Paulsen and Another v Slip Knot Investments 777 (Pty) Limited is a decision of the Constitutional Court of South Africa. In a judgment delivered on 24 March 2015, a majority of the court overturned the Supreme Court of Appeal's decision in Standard Bank v Oneanate, which had established a pendente lite exception to the in duplum rule.

== Background ==
In July 2006, the applicants, André and Margaretha Paulsen, signed as sureties on behalf of Winskor in respect of a loan agreement for R12 million, which Winskor intended to use as bridging finance for the development of a portfolio of properties in Brooklyn, Pretoria. During the 2008 financial crisis, Winskor defaulted on the loan; it was in the process of being liquidated in 2010 when the creditor, Slip Knot Investments, instituted proceedings against the Paulsens in the High Court of South Africa.
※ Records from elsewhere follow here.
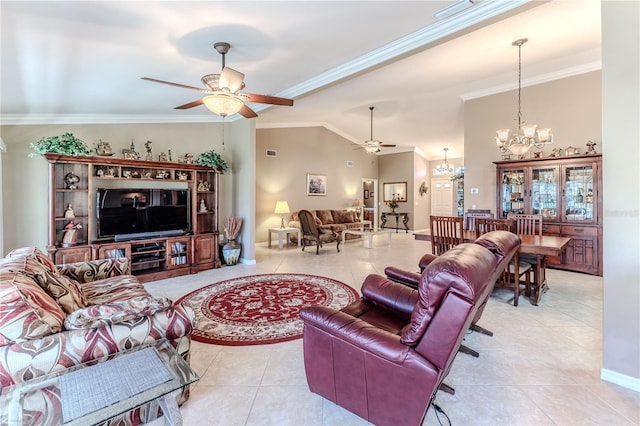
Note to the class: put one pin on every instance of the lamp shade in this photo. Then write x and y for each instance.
(282, 207)
(223, 104)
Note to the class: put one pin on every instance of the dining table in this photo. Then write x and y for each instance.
(539, 246)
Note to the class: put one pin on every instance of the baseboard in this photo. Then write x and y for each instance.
(623, 380)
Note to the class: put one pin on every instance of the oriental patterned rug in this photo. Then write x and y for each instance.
(261, 309)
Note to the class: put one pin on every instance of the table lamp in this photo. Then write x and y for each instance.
(357, 203)
(282, 207)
Slip Knot claimed that the Paulsens were liable for the capital sum of R12 million and fivefold that amount in accrued interest.

Judge André Blignault of the Western Cape Division upheld all of Slip Knot's claims in February 2012, but the Paulsens obtained leave to appeal to a full bench of the division. Writing on behalf of the full bench, Judge Willem Louw held in February 2013 that, contra Blignaut, the Paulsens were correct that the in duplum rule limited their liability for the payment of interest. The Paulsens appealed again, contending that Slip Knot's claim should be dismissed entirely rather than limited, and Slip Knot likewise Cross-appealed the unfavourable decision on its claims for interest. On 25 March 2014, the Supreme Court of Appeal upheld the cross-appeal, reversing the Paulsen's partial success before the full High Court; relying on Judge of Appeal Ralph Zulman's judgment in Standard Bank v Oneanate, Judge of Appeal Malcolm Wallis held for the majority that the in duplum rule is suspended pendente lite.

The Paulsens appealed to the Constitutional Court of South Africa, where the matter was heard on 16 September 2014 and decided on 24 March 2015.

== Judgments ==
The Constitutional Court filed three opinions: a main judgment, written by Mbuyiseli Madlanga with the concurrence of Justices Chris Jafta and Bess Nkabinde; a concurring majority judgment, written by Deputy Chief Justice Dikgang Moseneke and concurred in by Chief Justice Mogoeng Mogoeng, Justices Sisi Khampepe and Johann van der Westhuizen, and Acting Justice Monica Leeuw; and a dissenting judgment by Justice Edwin Cameron.

The court was unanimous that it had jurisdiction to hear the matter for reasons outlined in Madlanga's judgment. The Constitutional Court's jurisdiction had been amended by the Constitution Seventeenth Amendment Act, 2012, and Madlanga's judgment constituted the court's first attempt to interpret the new section 167(3)(b) of the Constitution, which holds that the court may hear any appeal which it decides "raises an arguable point of law of general public importance which ought to be considered by that Court".

On the merits, Madlanga and Moseneke were in agreement that Oneanate should be overturned, while Cameron held otherwise. Moseneke's majority diverged from Madlanga's judgment on the role of the judiciary in developing the common law.